В иное время её благоговение пред рукописным словом могло его позабавить. Но сейчас он мог только глазеть на неё, открыв рот.

— Милосердные Трое, как вы можете так плохо думать о своей сестре? Будь она монстром, насколько легче бы всё тогда стало; однако, она им не является, а дела обстоят далеко как не просто. Вместо этого, вы две непростые личности, связанные кровью и любовью. Попытки укрыться от этого факта в неведении не делают вам чести, а, кроме того, это опасно. Я заметила, что ваш отец считал мир чёрно-белым, тогда как истина лежит в том, что он серый. Эта уверенность способствовала его падению. Теперь вы — лидер своих людей. И вы не можете позволить себе сидеть в углу подобно маленькому мальчику, зажмурившему глаза и сунувшему пальцы в уши. Вы хотя бы знаете, что натворил этот жалкий кадет?

Он не знал. Она ему сказала. Он пришёл в ужас.

— И Шет позволил ему остаться в Тентире?

— Да, хотя и лишив всяких званий — они решили, что это худшее наказание, чем просто выкинуть его вон из училища.

— Я полагаю, что всё это вам сообщила Кирен. — Это прозвучало наполовину насмешкой.
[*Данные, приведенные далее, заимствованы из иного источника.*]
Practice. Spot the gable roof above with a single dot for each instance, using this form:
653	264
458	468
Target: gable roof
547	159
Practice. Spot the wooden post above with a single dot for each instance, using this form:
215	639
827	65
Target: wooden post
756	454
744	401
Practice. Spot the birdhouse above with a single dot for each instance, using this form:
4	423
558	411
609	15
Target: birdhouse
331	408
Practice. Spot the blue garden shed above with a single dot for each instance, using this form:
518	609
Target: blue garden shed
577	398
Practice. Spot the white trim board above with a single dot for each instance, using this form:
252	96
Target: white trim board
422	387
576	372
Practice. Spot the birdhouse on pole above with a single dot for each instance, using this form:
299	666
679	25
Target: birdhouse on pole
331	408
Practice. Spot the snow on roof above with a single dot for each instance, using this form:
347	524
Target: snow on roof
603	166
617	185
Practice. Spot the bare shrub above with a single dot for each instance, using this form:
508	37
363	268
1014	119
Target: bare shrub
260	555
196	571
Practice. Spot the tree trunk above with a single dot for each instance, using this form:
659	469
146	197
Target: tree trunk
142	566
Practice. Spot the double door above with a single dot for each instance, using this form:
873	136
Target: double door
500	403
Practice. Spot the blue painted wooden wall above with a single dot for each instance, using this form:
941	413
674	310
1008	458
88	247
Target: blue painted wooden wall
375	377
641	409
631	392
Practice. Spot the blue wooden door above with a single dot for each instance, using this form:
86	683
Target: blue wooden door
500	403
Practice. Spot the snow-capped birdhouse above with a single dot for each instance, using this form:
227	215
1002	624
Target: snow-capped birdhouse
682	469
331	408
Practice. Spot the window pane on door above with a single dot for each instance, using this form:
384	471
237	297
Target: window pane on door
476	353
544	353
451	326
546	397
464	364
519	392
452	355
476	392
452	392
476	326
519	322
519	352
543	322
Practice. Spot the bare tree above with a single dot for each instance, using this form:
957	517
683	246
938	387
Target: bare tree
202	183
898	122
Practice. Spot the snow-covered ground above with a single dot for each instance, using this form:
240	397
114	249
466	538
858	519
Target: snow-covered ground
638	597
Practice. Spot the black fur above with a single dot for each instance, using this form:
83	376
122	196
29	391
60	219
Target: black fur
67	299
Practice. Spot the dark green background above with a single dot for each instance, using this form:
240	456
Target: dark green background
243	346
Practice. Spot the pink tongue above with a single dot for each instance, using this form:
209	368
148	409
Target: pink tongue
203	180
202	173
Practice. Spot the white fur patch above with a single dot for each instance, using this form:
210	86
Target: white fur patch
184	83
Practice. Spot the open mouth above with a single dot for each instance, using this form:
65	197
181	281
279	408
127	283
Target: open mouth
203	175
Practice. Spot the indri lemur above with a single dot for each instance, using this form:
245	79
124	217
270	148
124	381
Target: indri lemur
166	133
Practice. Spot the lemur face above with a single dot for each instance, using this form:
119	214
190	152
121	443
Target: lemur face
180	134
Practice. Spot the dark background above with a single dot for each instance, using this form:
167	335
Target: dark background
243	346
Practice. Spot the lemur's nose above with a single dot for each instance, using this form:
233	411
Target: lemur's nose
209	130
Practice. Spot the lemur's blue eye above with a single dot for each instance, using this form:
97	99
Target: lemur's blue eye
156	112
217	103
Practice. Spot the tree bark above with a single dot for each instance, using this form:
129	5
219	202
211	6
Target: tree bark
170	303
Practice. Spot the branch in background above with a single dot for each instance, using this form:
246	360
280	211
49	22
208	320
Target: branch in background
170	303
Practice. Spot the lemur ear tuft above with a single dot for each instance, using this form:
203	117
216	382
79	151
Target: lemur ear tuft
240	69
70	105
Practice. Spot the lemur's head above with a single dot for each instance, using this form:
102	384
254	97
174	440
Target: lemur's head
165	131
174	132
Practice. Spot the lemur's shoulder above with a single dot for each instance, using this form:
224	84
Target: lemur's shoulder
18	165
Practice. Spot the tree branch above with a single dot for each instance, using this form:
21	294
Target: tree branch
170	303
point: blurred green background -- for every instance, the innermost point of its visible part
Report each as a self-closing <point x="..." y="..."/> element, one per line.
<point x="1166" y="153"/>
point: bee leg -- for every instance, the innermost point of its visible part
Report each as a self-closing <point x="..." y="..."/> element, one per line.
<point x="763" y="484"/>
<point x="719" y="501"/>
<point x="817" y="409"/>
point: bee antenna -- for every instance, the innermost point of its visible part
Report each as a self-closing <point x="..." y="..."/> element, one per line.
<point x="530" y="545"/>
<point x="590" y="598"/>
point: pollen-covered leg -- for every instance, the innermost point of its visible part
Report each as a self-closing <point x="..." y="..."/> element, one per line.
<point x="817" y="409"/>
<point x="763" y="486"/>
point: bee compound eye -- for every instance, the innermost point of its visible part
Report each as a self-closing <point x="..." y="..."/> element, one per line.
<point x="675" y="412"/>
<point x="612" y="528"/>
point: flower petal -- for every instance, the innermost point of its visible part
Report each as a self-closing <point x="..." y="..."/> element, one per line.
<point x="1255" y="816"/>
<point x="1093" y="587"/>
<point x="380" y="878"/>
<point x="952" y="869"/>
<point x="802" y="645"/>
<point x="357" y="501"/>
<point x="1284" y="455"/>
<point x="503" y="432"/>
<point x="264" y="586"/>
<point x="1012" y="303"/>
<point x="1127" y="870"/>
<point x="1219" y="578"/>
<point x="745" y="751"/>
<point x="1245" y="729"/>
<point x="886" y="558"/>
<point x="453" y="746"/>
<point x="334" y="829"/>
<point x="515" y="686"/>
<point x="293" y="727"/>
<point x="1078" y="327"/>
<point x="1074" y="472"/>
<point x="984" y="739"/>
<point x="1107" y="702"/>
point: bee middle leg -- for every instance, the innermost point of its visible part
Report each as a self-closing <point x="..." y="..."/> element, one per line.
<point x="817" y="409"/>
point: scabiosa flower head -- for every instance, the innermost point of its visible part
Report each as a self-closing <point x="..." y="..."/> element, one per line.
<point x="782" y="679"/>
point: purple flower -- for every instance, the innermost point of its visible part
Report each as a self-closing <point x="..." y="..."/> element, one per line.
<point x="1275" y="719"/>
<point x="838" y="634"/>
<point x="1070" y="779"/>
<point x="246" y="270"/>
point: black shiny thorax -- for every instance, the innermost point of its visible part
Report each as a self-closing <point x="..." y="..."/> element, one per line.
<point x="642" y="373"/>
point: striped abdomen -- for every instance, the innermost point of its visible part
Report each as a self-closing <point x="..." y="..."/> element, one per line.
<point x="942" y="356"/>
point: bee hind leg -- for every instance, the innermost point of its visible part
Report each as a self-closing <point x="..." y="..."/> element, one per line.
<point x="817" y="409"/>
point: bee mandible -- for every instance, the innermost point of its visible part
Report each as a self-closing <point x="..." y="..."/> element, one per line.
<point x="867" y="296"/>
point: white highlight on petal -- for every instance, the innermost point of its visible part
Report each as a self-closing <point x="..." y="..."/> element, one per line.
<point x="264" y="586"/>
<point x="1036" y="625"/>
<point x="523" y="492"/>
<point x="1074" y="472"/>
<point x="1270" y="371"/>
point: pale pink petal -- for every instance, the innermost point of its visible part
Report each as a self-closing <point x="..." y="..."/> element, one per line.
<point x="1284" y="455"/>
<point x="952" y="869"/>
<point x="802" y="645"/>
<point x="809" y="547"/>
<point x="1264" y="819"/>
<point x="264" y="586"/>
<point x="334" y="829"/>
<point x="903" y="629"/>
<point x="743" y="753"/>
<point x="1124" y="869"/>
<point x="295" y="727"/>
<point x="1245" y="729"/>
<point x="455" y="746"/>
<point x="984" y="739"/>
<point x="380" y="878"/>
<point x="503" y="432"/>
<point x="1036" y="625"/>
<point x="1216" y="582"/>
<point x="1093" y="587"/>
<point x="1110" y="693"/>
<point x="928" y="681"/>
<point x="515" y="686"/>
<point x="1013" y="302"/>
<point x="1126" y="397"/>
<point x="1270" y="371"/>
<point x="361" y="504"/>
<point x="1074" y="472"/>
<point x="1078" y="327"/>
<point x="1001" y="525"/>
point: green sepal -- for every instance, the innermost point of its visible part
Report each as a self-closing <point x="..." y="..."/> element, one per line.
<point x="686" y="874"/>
Утреннее солнце всё ещё не перевалило через линию крыш, так что половина комнаты лежало в тени, и именно там и он предпочитал разгуливать. Сидящий на пороге щенок беспокойно зашевелился.

— Она кое-что подрассказала. Остальное, мне думается, общеизвестно. И да, у Кирен есть друзья в училище, которые сообщают ей о таких вещах. Вы назовете это шпионажем, или просто хорошей разведкой?

Он скорчил рожу. — Во всяком случае, получше, чем у меня. Ладно, я вас понял. Однако, вы же знаете, что я чувствую насчёт шаниров. Я как раз прибыл из Фалькирра, где Бренвир прокляла и меня, и одежду, в которой я стоял.

— О нет!

— Однако, это, похоже, не подействовало, разве что до той степени, что всё моё нижнее бельё превратилось в лохмотья. Но мне никто не сказал, что она прокляла также и мою сестру.

— «Безродная и бездомная, кровь и кость, будь проклята и изгнана», — Тришен передёрнуло. — Ужасное проклятие, но, похоже, оно оказало на неё не больше воздействия, чем на вас.

— Вот ещё хуже: «Будь ты проклят, парень, за то, что бросил меня. Вероломный предатель… Я проклинаю тебя и изгоняю тебя. Кровь и кость, ты мне больше не сын».

Его голос огрубел. Тришен почувствовала, как по её спине пробежала дрожь. Она осторожно вынула линзы из своей маски. Все предметы поблизости смазались, но всё, что было на расстоянии, заострилось. И снова, рядом с вышагивающим Верховным Лордом реяла тень, говорящая сквозь его губы. Ох, как же она надеялась, что это было всего лишь игрой света, и, в тоже время, что она снова сможет с ним поговорить после всех этих лет…

— Гант, — сказала она мягко. — Почему ты такой несчастный? Киндри произнёс руну самовоспламенения, которая должна была освободить тебя. Почему ты всё ещё здесь?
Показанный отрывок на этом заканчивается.